Few places capture the imagination quite like Persepolis. Known as ‘Parsa’ to the Achaemenid Persians who built it, the city is known to the West by its Greek name, which means ‘City of Persians’. Creative, those Greeks.
Founded around 518 B.C. by Darius I (whom we saw buried at the Naqsh-e Rostam necropolis) and constructed over the course of the next century or so, Persepolis served as the ceremonial capital for the Achaemenid Empire. Built upon a massive, man-made terrace, the city is approached up a stairway with 110 steps, which symbolize the 110 postal offices of Persia’s postal system–the world’s first. The steps are shallow, presumably so that elderly ambassadors and heads of state could make a dignified entrance to the city.
Once up the stairs, the gates of the city loom. Guarded by massive sculptures of fantastic beasts known as lamassu, the gate is still impressive 2.5 millenia after it was built.
The lamassu consist of a bull’s body, an eagle’s wings, and a man’s face. Each creature signified a specific ideal: the bull was the Protector, the eagle symbolized freedom, and the man represented wisdom. The lamassu were thought to be royal guardians, protecting the rulers of Persia from their enemies.
The huge pillars after the gate are somehow still standing. Each has a base, a shaft, and a flowered cap, all of which are (or were, many have toppled) held together by gravity. Anywhere from 13-17 meters above would have been the wooden ceiling, intricately carved and long since rotted away. With painted tiles adorning the floors, the entryway to the city must have been truly magnificent.

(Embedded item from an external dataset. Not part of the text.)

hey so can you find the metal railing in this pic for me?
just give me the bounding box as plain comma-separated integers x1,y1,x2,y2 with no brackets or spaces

The caps of some of the pillars were carved into the shape of two bulls kneeling back to back. One such cap rests just inside for people to see up close. As mentioned before, the bull was seen as a symbol of protection and was used to represent the Persian empire.
Soldiers lined the alcoves, standing at attention as dignitaries and their entourages filed past. I would imagine they were slightly more daunting and impressive than the one below…

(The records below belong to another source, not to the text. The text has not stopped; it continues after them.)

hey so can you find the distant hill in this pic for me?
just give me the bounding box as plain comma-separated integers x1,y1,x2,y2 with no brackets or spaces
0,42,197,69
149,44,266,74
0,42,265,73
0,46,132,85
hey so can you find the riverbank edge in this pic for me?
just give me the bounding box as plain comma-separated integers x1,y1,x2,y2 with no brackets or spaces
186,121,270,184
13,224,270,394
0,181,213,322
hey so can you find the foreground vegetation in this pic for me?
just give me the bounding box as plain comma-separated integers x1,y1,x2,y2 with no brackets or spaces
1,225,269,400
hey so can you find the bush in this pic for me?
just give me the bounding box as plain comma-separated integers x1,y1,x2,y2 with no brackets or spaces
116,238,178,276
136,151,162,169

Once inside the grounds, we walked around with our guide, then had some free time to explore. I spent most of my free time looking at all of the amazing stone reliefs carved into the walls and pillars.
One relief in particular stood out. I’d mentioned the movie 300 when I wrote about Naqsh-e Rostam, the burial site of Xerxes I. Those familiar with the movie will recognize the Persian elite military group known as the Immortals. A group of warriors 10,000 strong, their numbers were kept constant–new recruits being added as old members were killed or finished their service.
This relief showed those warriors on either side of a stairwell. It was interesting to learn that the groups to the right and left of the stair were actually of the same soldiers. Persians tended to depict people in silhouette, so the two groups of reliefs showed the right and left sides of the men shown.
In addition to the stone reliefs, there are a number of sculptures throughout the ruins, including ones of griffons and bulls.
Of course, I couldn’t make it through a day at an archaeological site without inflicting some sort of bodily harm upon myself, so I endeavored to take a sweet jumping selfie. It didn’t quite work the first time. The second shot of a three shot burst shows me crashing to the ground in pain after rolling my ankle, but I managed to get in the air for the final shot!
It seemed like we’d barely started exploring before it was time to leave. I wanted nothing more than to stay, but my tour group was leaving. In awe of what I’d just seen and bitter at having to leave it behind, I got in the van. Luckily, the sense of wonder won out.
What did you think of the post? Have you been to Persepolis and, if so, what was your experience like? Let me know in the comments below!
P.S. Today is my 27th birthday. Isn’t it crazy how time flies? I was 23 when I started this blog!